À l’époque, les femmes n’ont toujours pas le droit de siéger dans les jurys des tribunaux de 31 états. Marston et Holloway vont alors mener à l’université une série d’expériences afin de démontrer que les jurées sont plus fiables que leurs homologues masculins : « Elles s’avéraient plus prudentes, plus consciencieuses et tenaient compte de manière impartiale de tous les témoignages », écrivent- ils dans leur rapport de recherches. Ils devront cependant arrêter l’expérience. Arrêté à cause d’une mystérieuse affaire de fraude (toutes les accusations ont été abandonnées par la suite), Marston est renvoyé de l’université. En 1925, il finit quand même par trouver un poste d’enseignant à Tufts, dans le Massachusetts. C’est là qu’il tombe amoureux de l’une de ses élèves, Olive Byrne, fille de la féministe Ethel Byrne.

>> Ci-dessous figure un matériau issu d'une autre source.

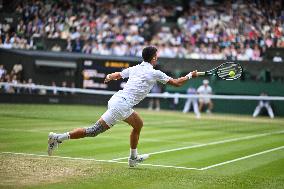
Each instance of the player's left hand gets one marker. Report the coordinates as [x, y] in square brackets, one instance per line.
[107, 79]
[194, 73]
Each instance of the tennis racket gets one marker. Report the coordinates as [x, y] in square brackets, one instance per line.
[226, 71]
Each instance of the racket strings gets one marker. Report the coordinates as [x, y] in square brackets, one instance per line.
[223, 71]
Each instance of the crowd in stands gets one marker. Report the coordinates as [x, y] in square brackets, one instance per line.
[15, 76]
[237, 30]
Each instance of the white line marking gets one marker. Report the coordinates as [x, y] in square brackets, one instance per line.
[208, 144]
[99, 160]
[241, 158]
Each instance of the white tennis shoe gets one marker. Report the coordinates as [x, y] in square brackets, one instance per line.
[53, 143]
[137, 160]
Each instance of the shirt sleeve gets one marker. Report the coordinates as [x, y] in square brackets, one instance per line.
[161, 77]
[125, 73]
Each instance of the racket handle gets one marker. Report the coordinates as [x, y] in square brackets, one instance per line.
[201, 73]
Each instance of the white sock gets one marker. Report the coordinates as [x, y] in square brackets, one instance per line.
[64, 136]
[133, 153]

Le professeur et la jeune disciple commencent à travailler ensemble. Elle l’emmène à sa sororité ( l’équivalent féminin d’une fraternité dans les universités américaines), où les étudiantes de première année déguisées en bébés assistent à une « Baby Party ». « Les filles étaient conduites jusqu’à un couloir sombre où on leur bandait les yeux et on leur attachait les bras », se souvient Marston. Elles étaient ensuite regroupées dans une pièce où leurs aînées les obligeaient à se plier à leurs injonctions en les frappant à coups de bâtons. « Presque toutes les étudiantes de deuxième année se disaient excitées et troublées tout au long de la fête », ajoute Marston (son intérêt pour ce qu’il appelle « l’émotion de fascination » dit beaucoup de choses sur Wonder Woman et le bondage).